Checklist RGPD géolocalisation salarié — référentiel CNIL 2024
Finalité sécurité uniquement (jamais contrôle horaire/productivité).
Proportionnalité : actif pendant heures travail, désactivable hors mission.
Conservation 2 mois max pour les données routine.
Information préalable écrite remise à chaque salarié.
Consultation CSE 2 mois avant déploiement (PV conservé).
AIPD article 35 RGPD rédigée avec le DPO.
TLS 1.2+ en transmission, hébergement ISO 27001 / SecNumCloud.
Droits salariés (accès, rectif, effacement) opérationnels en 1 mois.

Sanction encourue : jusqu'à 20 M€ ou 4 % du CA mondial (article 83 RGPD).

À retenir
  • NF X35-103 (rév. 2020) : norme française de référence ergonomie PTI/DATI. Poids ≤ 200 g, IP67, autonomie ≥ 8 h, signal ≥ 85 dB à 1 m. Non opposable juridiquement mais incontournable en cas d'accident.
  • Série NF EN 50134-1 à -7 (mises à jour 2018-2022) : norme européenne « Systèmes d'alarme sociale », complète NF X35-103 sur les aspects systèmes.
  • Marquage CE obligatoire : directives RED 2014/53/UE (radio), EMC 2014/30/UE (compatibilité), RoHS 2011/65/UE (substances dangereuses).
  • ATEX 2014/34/UE : certification obligatoire en zone explosive (0/1/2 gaz, 20/21/22 poussières). Surcoût x 2 à x 3 vs boîtier classique.

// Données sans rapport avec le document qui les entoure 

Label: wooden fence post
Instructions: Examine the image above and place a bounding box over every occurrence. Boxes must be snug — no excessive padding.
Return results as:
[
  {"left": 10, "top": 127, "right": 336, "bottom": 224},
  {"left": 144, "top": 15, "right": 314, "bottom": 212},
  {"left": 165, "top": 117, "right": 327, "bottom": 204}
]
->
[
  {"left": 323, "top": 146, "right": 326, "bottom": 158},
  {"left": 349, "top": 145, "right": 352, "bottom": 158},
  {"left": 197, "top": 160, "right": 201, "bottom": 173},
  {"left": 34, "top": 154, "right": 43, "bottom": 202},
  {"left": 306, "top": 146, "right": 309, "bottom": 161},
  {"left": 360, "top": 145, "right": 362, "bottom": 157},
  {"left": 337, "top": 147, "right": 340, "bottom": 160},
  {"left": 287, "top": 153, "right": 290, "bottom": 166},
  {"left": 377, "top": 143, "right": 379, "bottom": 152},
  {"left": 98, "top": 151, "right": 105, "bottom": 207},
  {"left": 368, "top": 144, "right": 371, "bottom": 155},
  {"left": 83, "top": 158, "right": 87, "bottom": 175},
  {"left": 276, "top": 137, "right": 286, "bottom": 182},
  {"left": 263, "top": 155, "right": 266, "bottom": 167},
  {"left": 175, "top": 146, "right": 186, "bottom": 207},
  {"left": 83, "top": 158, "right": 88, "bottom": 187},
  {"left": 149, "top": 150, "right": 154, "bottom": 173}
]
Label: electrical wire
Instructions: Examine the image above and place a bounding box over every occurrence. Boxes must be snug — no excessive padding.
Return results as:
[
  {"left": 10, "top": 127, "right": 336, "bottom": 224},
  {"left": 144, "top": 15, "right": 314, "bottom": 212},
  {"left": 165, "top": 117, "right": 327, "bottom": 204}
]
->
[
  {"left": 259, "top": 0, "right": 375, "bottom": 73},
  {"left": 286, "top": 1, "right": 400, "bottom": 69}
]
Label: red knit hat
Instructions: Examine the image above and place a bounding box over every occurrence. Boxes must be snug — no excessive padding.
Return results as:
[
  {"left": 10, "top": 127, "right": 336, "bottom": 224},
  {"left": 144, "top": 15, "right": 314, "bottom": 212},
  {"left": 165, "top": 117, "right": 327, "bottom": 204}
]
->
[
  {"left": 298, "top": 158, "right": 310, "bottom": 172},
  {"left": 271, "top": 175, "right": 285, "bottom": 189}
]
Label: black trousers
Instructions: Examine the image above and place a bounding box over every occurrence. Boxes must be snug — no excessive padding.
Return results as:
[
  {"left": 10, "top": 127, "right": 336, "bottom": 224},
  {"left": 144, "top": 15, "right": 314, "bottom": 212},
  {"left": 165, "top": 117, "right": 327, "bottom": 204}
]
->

  • RGPD géolocalisation : article 88 + L1121-1, L1222-4, L2312-38 du Code travail. Référentiel CNIL 2024 : finalité sécurité uniquement, proportionnalité, conservation 2 mois max, information préalable, consultation CSE 2 mois avant, AIPD article 35.
  • Sanctions : jusqu'à 20 M€ ou 4 % du CA mondial (article 83 RGPD). Cas Sergic 2023 : 50 000 €. Hébergement ISO 27001 / SecNumCloud, transmission TLS 1.2+.